If Saidul's account is accurate, then no new commercial institution or their branches should have been established in Dhanmondi over the past five years. But we all know that new businesses have been set up. Many of them are illegal, but Rajuk and PWD have consistently turned a blind eye towards their illegitimate operations. Meanwhile, many of them have official trade licenses and are paying regular taxes. After all, there are ways to get a trade license by bending the laws, rules and regulations and the moral compass of the officials of DSCC and Rajuk.
When asked to speak on the HC directive, Rajuk officials maintain that the Dhanmondi area is under the jurisdiction of the Public Works Department. Meanwhile, PWD asserts that it has not as yet received any directives or orders from the government, so it has not been able to take any steps or notify anyone.

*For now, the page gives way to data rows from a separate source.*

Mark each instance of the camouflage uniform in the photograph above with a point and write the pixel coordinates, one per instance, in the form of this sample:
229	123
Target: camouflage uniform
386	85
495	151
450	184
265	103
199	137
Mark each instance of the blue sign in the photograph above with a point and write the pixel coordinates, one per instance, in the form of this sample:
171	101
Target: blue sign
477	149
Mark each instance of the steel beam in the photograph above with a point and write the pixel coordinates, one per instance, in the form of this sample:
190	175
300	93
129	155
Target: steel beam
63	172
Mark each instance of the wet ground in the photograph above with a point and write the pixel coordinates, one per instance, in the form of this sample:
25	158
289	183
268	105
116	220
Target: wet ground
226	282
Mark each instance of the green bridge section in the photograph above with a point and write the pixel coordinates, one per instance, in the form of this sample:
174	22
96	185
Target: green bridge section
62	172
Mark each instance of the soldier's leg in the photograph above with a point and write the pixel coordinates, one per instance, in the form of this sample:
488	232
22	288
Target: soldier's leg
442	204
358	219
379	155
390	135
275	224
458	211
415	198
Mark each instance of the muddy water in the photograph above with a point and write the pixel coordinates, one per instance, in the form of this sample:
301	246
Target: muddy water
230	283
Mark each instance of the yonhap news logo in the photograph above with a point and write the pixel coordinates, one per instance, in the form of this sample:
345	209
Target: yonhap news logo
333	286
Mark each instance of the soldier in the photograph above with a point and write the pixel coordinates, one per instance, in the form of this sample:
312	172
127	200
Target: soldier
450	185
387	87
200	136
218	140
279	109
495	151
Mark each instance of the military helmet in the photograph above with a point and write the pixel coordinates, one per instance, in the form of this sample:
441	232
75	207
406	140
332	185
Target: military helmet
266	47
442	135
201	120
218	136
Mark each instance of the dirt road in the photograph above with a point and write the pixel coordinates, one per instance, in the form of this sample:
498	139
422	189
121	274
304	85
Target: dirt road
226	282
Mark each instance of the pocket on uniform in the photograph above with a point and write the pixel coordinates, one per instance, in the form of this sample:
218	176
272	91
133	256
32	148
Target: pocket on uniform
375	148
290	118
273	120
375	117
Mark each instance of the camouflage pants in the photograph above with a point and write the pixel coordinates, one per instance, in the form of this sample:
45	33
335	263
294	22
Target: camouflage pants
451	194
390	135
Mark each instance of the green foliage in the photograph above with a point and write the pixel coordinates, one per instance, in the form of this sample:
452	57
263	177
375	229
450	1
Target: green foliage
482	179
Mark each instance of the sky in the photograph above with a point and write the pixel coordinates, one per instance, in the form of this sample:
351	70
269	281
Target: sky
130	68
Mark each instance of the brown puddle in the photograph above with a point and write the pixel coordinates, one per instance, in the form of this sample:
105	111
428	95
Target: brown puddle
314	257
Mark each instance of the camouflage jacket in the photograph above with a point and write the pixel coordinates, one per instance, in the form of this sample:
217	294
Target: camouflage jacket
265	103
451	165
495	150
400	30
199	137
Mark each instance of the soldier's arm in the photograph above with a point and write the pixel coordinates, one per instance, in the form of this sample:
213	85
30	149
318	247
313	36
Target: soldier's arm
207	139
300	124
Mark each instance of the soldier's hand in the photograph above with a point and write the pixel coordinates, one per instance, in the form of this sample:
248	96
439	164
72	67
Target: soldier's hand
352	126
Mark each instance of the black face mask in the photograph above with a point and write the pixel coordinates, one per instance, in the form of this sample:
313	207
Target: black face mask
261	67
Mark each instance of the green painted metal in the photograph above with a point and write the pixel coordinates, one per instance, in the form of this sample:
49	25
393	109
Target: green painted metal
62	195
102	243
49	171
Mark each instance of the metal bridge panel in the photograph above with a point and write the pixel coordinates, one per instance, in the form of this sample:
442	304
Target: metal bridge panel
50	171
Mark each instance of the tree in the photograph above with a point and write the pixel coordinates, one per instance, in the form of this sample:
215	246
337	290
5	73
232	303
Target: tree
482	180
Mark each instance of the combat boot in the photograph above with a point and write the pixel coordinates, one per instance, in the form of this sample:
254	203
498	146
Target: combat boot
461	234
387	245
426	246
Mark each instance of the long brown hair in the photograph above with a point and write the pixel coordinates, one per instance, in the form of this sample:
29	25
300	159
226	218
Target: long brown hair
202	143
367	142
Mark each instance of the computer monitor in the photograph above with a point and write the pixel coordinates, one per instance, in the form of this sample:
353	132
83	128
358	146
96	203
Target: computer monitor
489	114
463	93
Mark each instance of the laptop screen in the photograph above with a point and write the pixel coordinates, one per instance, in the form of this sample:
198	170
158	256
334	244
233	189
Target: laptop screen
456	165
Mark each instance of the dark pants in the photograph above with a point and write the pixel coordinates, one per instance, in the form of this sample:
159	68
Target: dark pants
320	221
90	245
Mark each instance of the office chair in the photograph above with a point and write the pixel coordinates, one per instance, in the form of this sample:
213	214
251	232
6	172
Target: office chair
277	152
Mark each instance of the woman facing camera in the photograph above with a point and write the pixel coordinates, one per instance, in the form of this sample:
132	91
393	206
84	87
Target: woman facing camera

Under the circumstances, there is a fear that the issue, like everything good in Bangladesh, will get lost amid a sea of bureaucracy and mismanagement.
There is also the question of whether it is feasible, given the nature of urban development and population growth in a city like Dhaka, to relocate businesses outside of Dhanmondi and turn it into a residential area once again. Besides, as many business owners point out, Gulshan and Banani are also residential areas; why should only those in Dhanmondi have to bear the brunt of the HC? On the other hand, Dhanmondi dwellers can ask if much will change within Dhanmondi if the major shopping complexes, supermarkets, universities and hospitals – most of whom are located on Road 27, Road 2 or Shatmasjid Road – are allowed to carry on their businesses.
It's too soon to tell what, if anything, will come out of the HC directive, especially if a different government comes to power. But whatever happens, let's hope Dhanmondi-dwellers can find a sustainable way to deal with the everyday anarchy and insanity that characterise their lives.